8月4日の土曜日、さわ氏はこちらのイベントに参加した。

さわ氏は編集者である。慎みを知っている。

だからして、昨年もこちらのイベントへの登壇依頼を賜ったとき、「そもそも大した実績もないペーペーの自分が登壇しても参加費に見合った話なんかできんのではないか」と熟慮を重ねた末に辞退したのだが、今年も同じオファーを受けた際、恥知らずにも二つ返事でOKを出したのには相応の理由がある。

ノリだ。さわ氏は「なんかまあいいか」と思っちゃったのである。

さわ氏もいよいよ30歳という人生の大台を突破したことで慎みのセカンドステージに突入し、ニュータイプの慎みを体得した。

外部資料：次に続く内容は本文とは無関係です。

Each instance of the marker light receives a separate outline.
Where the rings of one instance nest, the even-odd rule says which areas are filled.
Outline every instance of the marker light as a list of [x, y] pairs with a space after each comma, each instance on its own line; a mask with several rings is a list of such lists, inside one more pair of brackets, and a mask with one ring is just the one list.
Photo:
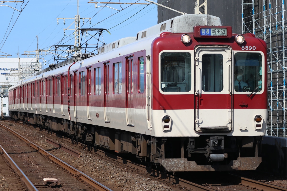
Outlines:
[[190, 42], [190, 36], [187, 34], [181, 36], [181, 42], [184, 43], [188, 43]]
[[242, 44], [245, 40], [244, 37], [242, 34], [238, 34], [235, 36], [235, 41], [238, 44]]
[[165, 116], [162, 119], [162, 121], [166, 123], [168, 123], [170, 120], [170, 119], [167, 116]]
[[261, 116], [259, 115], [257, 115], [255, 117], [255, 121], [257, 123], [260, 123], [262, 120], [262, 118]]

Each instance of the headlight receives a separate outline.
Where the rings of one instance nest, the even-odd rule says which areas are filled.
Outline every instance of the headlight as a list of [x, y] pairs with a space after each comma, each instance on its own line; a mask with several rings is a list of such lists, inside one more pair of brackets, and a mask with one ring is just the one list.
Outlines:
[[187, 34], [181, 36], [181, 42], [184, 43], [188, 43], [190, 42], [190, 36]]
[[169, 123], [169, 121], [170, 121], [170, 119], [168, 116], [165, 116], [162, 119], [162, 121], [164, 122], [164, 123]]
[[162, 131], [170, 131], [171, 127], [171, 118], [169, 116], [166, 115], [162, 117]]
[[238, 34], [235, 36], [235, 41], [238, 44], [242, 44], [245, 40], [244, 37], [242, 34]]
[[257, 115], [255, 117], [255, 121], [257, 123], [260, 123], [262, 121], [262, 118], [261, 116]]
[[263, 125], [263, 119], [260, 115], [257, 115], [254, 118], [254, 125], [255, 130], [261, 130]]

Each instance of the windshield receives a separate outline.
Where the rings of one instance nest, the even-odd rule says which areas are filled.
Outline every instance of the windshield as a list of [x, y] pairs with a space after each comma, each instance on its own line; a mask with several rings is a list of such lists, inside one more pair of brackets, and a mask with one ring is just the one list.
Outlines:
[[262, 90], [262, 56], [238, 52], [234, 55], [234, 89], [237, 92]]
[[188, 52], [163, 52], [160, 56], [161, 90], [184, 92], [191, 90], [191, 56]]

だから、しばらくは自分の依頼にすべてOKを出してしまおうという心地でいた。

さりとて元来、公衆の面前にまろび出ることを忌避してきたさわ氏であるし、10分間も人前で、しかも一人で話をするなど人生初のことだったので、生来チキンハートの持ち主であるさわ氏は死ぬほど緊張していた。

そんな彼のトークテーマは

「誰でも今日から実践できる、10万字の原稿が書けるようになるたった一つの冴えたやり方」

というものだった。

おそらくほかの出演者は「編集者の目に留まる企画書の作り方」とか「売れるテーマの作り方」みたいなもので来ると思ったので、それとは違うベクトルで、本を出版したいだろう人たちの役に立つ(せめて参加費÷14の金額には見合いそうな)内容にしようという浅薄極まりない思考である。

さてその内容でスピーチ原稿を作り、フリップまで手作りして準備万端整えたさわ氏だが、当日になって主催者の口からとんでもない事実が発覚し、大いに狼狽する。